I love 1 & 2.
Actually, I like all of them.
Nice captures, love the background of the first shot.
Great series Graham. 1&2 if I have to choose. They look like they are in a straight jacket when they wrap their wings around themselves - not that I have any first hand experience of straight jackets you understand.
I'm in love with #3 for the in flight capture, lighting and detail in the wings. Stunning!
These are amazing shots! Nice work Graham!
Very nice series Graham,
It allows us to see their wing structure well in #3 and #4.
In #2, I do find the three green blobs on left hard to understand - they don't appear to be joined to anything.
Cheers, Dave
Very nice series Graham.
You had to contend with a difficult background in the first image; but all the others work very well.
Very nice series
Thanks for the comments everyone. I enjoyed the exercise of shooting them. Like all (most?) bats they're active at night when they feed but in daylight hours they settle in colonies in native trees and can be a real pest if they settle near where you live -noisey and smelly. They're fairly large with a wingspan of about 1 metre / 39 inches.
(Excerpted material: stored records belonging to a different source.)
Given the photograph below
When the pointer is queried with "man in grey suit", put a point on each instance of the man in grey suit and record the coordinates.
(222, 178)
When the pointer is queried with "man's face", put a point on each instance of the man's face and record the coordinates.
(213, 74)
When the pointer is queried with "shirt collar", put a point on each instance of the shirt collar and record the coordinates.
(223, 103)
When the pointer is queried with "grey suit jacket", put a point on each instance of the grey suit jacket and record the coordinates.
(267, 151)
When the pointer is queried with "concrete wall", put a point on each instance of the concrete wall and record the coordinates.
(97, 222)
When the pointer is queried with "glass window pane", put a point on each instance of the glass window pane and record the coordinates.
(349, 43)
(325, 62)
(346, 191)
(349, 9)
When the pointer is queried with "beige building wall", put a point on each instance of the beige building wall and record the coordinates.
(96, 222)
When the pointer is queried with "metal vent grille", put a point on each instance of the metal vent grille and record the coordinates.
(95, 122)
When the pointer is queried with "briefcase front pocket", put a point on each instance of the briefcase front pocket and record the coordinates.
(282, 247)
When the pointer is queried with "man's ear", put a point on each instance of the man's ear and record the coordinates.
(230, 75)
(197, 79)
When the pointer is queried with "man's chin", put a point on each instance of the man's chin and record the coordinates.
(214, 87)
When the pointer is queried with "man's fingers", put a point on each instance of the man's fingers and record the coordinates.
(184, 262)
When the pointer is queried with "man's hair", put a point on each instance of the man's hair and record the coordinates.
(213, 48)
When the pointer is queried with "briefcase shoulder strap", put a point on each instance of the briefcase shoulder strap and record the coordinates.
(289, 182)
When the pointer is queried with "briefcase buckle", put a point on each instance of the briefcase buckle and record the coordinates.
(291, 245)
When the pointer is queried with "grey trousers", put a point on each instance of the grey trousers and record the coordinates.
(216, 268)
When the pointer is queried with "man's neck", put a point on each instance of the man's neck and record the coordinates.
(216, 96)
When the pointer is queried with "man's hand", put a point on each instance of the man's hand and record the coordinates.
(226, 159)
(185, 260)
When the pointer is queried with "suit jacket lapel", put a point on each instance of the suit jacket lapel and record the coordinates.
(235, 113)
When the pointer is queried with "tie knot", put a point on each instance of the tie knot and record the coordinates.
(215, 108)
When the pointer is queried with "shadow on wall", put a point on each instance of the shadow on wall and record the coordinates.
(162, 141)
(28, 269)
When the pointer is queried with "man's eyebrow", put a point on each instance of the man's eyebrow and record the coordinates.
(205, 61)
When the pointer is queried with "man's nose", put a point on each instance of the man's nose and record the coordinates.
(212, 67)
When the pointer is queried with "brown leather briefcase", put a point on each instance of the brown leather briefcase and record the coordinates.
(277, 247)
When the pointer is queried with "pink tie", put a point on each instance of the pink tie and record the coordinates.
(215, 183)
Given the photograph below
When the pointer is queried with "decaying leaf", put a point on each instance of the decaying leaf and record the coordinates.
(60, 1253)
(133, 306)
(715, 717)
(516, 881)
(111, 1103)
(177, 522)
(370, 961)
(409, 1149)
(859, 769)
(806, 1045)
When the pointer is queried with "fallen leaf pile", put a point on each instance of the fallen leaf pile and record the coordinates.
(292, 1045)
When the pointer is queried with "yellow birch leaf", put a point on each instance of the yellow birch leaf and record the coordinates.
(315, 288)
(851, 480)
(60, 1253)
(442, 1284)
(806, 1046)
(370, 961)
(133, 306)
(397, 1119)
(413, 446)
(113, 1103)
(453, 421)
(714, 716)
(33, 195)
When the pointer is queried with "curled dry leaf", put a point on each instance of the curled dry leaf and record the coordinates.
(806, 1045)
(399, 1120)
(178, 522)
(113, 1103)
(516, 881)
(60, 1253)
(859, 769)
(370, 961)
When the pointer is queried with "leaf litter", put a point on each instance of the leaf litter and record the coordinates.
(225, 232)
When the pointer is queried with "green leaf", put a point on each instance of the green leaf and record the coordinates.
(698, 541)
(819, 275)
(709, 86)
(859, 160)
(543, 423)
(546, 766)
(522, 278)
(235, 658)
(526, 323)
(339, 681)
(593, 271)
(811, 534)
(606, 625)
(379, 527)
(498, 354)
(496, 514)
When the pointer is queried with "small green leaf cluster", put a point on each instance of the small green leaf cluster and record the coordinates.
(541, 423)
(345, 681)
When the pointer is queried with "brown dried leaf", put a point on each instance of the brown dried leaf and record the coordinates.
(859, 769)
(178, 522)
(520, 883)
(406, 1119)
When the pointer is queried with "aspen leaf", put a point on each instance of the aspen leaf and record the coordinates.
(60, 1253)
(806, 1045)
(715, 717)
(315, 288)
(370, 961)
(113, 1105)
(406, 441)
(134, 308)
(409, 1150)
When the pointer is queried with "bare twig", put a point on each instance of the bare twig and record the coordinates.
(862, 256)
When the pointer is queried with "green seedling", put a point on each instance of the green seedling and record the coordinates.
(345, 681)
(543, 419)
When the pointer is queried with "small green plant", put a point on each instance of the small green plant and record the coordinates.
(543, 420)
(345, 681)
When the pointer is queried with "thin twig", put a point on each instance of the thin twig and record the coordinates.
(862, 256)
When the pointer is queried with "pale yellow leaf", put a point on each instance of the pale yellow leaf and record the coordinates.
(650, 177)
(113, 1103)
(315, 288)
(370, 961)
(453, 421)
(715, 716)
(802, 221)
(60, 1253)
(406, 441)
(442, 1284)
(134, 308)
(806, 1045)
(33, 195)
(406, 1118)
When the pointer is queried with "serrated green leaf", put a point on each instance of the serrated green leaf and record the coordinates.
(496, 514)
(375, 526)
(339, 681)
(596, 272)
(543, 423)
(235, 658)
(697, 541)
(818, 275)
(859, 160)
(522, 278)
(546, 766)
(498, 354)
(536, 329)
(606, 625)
They're close foreground leaves On another bush Dave. Might have to edit them out.
Was up through a very narrow gap in the foliage but it was looking so intently at me I had to get it
I've heard of them going underneath the roof of houses! Yikes! These are big ones! What do you feed them in Queenie, Graham? I thought bats are small creatures. I like #1 for its intensity of the stare...Decided to brave the bat droppings
Great set Graham, I love the flying one.
Those are great pictures. We get them flying around only at night when the trees are flowering so that we hear them but do not see them.
They are fruit eaters Izzie. They eat mangos, bananas, passionfruit, flowers plus the farmer's apples, pears apricots etc so not very popular in the orchard areas. They can also carry a type of virus which can be fatal to humans if you get bitten by one.
This colony is in the Redcliffe Botanical Gardens Tony, very accessible.
Nice set, Graham. The 3rd reminds me a hang-glider. Maybe that was the inspiration for the technology.